Die schlechte Nachricht ist, dass wir anscheinend auf halbem Wege stehen bleiben, nämlich bei der Schauspielerei. War es hier schon peinlich genug, immer wieder Menschen dabei zuzusehen, wie sie vorgaben, etwas zu sein, das sie nicht waren, so sind wir wohl auf einem kulturellen Auge blind, wenn wir anderen Kunstschaffenden weiterhin alles durchgehen lassen. Zwar bestehen wir nun darauf, dass zum Beispiel nur Transpersonen die Geschichte von Transpersonen erzählen dürfen (worüber bekanntlich Halle Berry voriges Jahr im Wege des Shitstorms belehrt wurde). Doch was ist mit jenen Heerscharen gewissenloser Schreiberlinge, die auf zigtausenden Seiten Geschichten ausbreiten, die nicht die ihren sind? Selbst heute noch mangelt es nicht an Menschen, die zum Beispiel über Inuit schreiben, ohne welche zu sein, über Serienkiller, ohne das entsprechende Gen zu besitzen, und so weiter. So geht das nicht!

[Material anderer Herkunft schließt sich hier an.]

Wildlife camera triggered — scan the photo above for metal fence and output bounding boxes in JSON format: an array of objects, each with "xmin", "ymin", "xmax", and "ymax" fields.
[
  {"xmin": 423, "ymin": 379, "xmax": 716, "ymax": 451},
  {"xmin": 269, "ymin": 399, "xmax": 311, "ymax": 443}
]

Das Ideal der Literatur muss vielmehr Karl Ove Knausgård sein, der bekanntlich ausschließlich über sich und sein Leben schreibt. Mordgeschichten wollen wir in Zukunft nur noch von ausgewiesenen Mördern erzählt bekommen, Geschichten politischer Unterdrückung ausschließlich von Unterdrückten und Unterdrückern, et cetera. Man ist schließlich, da hilft alles nix, nur mit sich selber identisch, und wer sich künftig erfrecht, die von Amazon so löblich postulierte Einheit des Künstlers mit seinem Werk aufbrechen zu wollen, der wird schon sehen, was er davon hat.

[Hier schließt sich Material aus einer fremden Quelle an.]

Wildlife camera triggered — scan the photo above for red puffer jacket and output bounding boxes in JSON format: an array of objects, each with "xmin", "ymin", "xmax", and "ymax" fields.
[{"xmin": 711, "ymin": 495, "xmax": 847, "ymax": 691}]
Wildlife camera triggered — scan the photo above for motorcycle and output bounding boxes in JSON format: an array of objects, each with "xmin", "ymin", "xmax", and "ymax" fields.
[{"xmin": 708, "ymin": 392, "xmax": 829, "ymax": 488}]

Und selbst das wird irgendwann noch zu wenig sein, weil ein Bild bekanntlich mehr sagt als tausend Worte und daher „eine Geschichte erzählt“. Wer in der Kunstgeschichte nachschaut, wo jemand eine andere als seine eigene Geschichte zu Markte trägt, findet sich in einem target-rich environment wieder. Da darf man nicht zimperlich sein und vielmehr ganz oben anfangen, damit Stümpereien wie die Mona Lisa oder Las Meniñas endlich als jene unappetitlichen Schmieragen alter weißer Männer agnosziert werden, die sie immer schon waren. Die Zukunft wird endlich authentisch. Schönes Wochenende!